Total RNA was isolated using an RNA RNeasy kit (Qiagen, Valencia, CA, USA). Spectrophotometry and denaturing agarose gel electrophoresis were used to determine the consistency of the quality of RNA. From 1 µg of purified total RNA, cDNA was synthesized using a PrimeScript RT reagent kit (Invitrogen), following the directions of the producer. The primer sequences used have been described in Table 1. With SYBR green real-time PCR master mix (Thermo Fisher scientific, Waltham, MA, USA), quantitative RT-PCR analysis was conducted with a 7500 Real-Time PCR System (Thermo Fisher scientific). The conditions for PCR were 95 °C for 30 s, 40 denaturation cycles for 5 s at 95 °C and annealing and extension for 15 s at 60 °C, accompanied by dissociation and a typical denature action curve.

2.5. Preparation of Customized Implant and Animal Preparation and In Vivo d-hMSC Transplant

Non-threaded type customized implant (Dentium Co., Ltd., Seoul, Korea) with a diameter of 1.5 mm and height of 3.7 mm were designed and surface-treated (machined or SLA treated).
In this study, 20 New Zealand white rabbits, 6 weeks old and weighing 3.5–4.0 kg each were used. A total of 80 samples were randomly distributed to 20 New Zealand white rabbit as 4 samples can be obtained from a single rabbit (Table 2). The Institutional Animal Care and Use Committee, Yonsei Medical Center, Seoul, Korea, reviewed and approved animal collection, management, surgical protocols and procedures for this research (Approval no. 2013-0347-2). The animals were anesthetized with a combination of 30 mg/kg of Zolazepam (Zoletil Virback Korea Co., Seoul, Korea) and 10 mg/kg of Xylazine HCI (Rumpun, Bayer Korea, Seoul, Korea) given intravenously, followed by shaving and sterilizing the surgical site with povidone-iodine. After 10 minutes, infiltration with 2% lidocaine HCl and epinephrine 1: 80,000 was given. A defect size of 1.0 mm in diameter and 4mm in height was made using a dental diamond bur and customized implants were placed in the right and left tibia of the rabbit. According to the study design, 5 × 106 d-hMSCs mixed with 1ml of MetrigelTM (BD) and 20 µL of gel-cell mixture were dispensed into the defect prior to implant placement. After 2 and 12 weeks post-implantation, animals were sacrificed using 2% paraformaldehyde injection to the heart under a general anesthetic condition (Figure 1). Then, for 2 weeks, block sections including implants were retained and fixed in 10% neutral buffered formalin. The samples obtained were examined radiographically, histomorphometrically and immunohistochemically, respectively.

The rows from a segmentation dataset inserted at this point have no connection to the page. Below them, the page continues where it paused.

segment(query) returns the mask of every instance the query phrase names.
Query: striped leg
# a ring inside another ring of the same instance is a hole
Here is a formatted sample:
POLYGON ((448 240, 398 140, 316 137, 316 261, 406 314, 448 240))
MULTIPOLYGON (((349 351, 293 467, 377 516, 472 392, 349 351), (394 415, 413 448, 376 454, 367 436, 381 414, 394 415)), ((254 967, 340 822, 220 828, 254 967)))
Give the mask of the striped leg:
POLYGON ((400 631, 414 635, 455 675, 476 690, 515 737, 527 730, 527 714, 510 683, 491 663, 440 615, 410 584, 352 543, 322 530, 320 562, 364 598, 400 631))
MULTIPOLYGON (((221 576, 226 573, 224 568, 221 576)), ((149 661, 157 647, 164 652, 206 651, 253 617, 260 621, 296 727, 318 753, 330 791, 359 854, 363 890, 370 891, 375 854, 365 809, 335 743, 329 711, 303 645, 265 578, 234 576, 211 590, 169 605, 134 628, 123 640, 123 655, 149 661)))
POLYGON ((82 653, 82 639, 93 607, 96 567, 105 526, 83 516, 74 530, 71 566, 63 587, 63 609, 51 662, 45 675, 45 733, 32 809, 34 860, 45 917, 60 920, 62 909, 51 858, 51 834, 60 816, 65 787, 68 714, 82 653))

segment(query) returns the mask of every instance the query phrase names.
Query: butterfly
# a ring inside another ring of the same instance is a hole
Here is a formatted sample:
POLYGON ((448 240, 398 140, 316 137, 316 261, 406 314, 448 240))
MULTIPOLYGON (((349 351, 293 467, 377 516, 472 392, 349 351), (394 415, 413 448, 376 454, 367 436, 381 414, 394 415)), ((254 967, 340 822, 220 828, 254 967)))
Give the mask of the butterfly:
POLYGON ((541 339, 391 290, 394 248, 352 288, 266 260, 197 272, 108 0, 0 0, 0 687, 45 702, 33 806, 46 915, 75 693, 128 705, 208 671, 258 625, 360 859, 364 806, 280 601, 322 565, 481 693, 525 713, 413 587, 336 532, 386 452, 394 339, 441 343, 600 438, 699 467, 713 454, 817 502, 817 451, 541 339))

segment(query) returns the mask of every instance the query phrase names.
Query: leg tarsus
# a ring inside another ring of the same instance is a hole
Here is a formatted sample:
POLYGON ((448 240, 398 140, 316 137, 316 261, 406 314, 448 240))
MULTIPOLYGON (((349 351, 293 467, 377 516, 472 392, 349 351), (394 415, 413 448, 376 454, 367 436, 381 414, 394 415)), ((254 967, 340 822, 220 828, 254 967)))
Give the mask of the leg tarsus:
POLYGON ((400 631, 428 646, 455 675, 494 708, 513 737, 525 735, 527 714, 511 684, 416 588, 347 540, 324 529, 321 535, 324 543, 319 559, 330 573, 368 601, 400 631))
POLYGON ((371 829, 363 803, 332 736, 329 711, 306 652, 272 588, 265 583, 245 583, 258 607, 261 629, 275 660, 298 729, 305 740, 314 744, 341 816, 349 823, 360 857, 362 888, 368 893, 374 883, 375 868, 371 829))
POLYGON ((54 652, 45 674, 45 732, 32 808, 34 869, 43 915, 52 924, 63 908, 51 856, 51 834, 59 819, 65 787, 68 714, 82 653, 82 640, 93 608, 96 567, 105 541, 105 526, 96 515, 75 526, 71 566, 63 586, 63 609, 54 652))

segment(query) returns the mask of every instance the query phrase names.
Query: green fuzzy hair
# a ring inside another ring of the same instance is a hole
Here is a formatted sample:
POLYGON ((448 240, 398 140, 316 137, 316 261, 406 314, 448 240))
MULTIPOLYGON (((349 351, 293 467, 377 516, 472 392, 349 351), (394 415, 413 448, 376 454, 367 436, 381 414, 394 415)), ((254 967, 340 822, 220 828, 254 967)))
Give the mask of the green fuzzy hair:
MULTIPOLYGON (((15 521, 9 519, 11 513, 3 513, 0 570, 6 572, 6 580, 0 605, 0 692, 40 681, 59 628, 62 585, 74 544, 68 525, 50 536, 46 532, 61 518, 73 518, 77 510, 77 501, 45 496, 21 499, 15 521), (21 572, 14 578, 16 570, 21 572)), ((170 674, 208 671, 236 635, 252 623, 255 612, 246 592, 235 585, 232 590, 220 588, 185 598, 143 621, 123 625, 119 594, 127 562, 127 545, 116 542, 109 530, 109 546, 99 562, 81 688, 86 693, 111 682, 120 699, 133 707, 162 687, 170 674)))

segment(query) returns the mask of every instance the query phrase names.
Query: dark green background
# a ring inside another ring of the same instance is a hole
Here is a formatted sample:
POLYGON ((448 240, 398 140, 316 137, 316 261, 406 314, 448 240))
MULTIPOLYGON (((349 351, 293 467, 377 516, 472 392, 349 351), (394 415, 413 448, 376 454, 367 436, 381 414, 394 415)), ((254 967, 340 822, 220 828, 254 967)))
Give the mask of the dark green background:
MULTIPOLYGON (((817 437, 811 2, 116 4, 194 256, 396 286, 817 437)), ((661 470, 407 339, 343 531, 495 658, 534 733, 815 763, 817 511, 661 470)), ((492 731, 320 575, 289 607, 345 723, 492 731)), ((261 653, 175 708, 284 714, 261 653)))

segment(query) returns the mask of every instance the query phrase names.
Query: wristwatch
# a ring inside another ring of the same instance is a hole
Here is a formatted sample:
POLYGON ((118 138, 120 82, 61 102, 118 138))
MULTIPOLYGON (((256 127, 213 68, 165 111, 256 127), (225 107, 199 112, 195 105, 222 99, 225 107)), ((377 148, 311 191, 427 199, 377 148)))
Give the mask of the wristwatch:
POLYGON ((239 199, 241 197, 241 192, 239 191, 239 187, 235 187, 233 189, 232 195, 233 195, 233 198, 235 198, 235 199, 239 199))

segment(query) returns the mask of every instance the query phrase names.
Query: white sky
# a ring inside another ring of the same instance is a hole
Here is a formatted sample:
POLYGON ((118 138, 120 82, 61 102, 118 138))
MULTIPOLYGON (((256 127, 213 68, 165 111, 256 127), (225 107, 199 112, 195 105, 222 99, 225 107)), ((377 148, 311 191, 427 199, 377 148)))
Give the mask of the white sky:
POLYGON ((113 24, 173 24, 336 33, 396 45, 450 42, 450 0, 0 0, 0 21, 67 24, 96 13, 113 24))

2.6. Radiological Analysis

New bone volume was determined at two points from plain X-ray images: (a) new bone volume (µm × µm) formed from the implant head, (upper) and (b) new bone volume (µm × µm) formed from the apical part of the implant (lower) (Figure 2). Each measurement was performed by one experienced examiner using specific image software (Image-Pro Plus, Media Cybernetics, Silver Spring, MA, USA). 3D photographs of the samples were reconstructed and the amount of fresh bone forming around implants was determined using micro-computed tomography scanners (SkyScan 1076, Skyscan, Aartselarr, Belgium) inside the area of interest (ROI) box at a resolution of 35 um (achieved using 100 kV and 100 uA). ROI box was set with dimension of 1.30 mm (x axis) × 1.30 mm (y axis) × 0.45 mm (z axis) (Figure 3).

2.7. Histological and Histomorphometric Analysis (H&E, Russell-Movat Pentachrome: Bone Volume, Bone-Implant Contact) and Immunohistochemistry (Human nuclei A, BrdU)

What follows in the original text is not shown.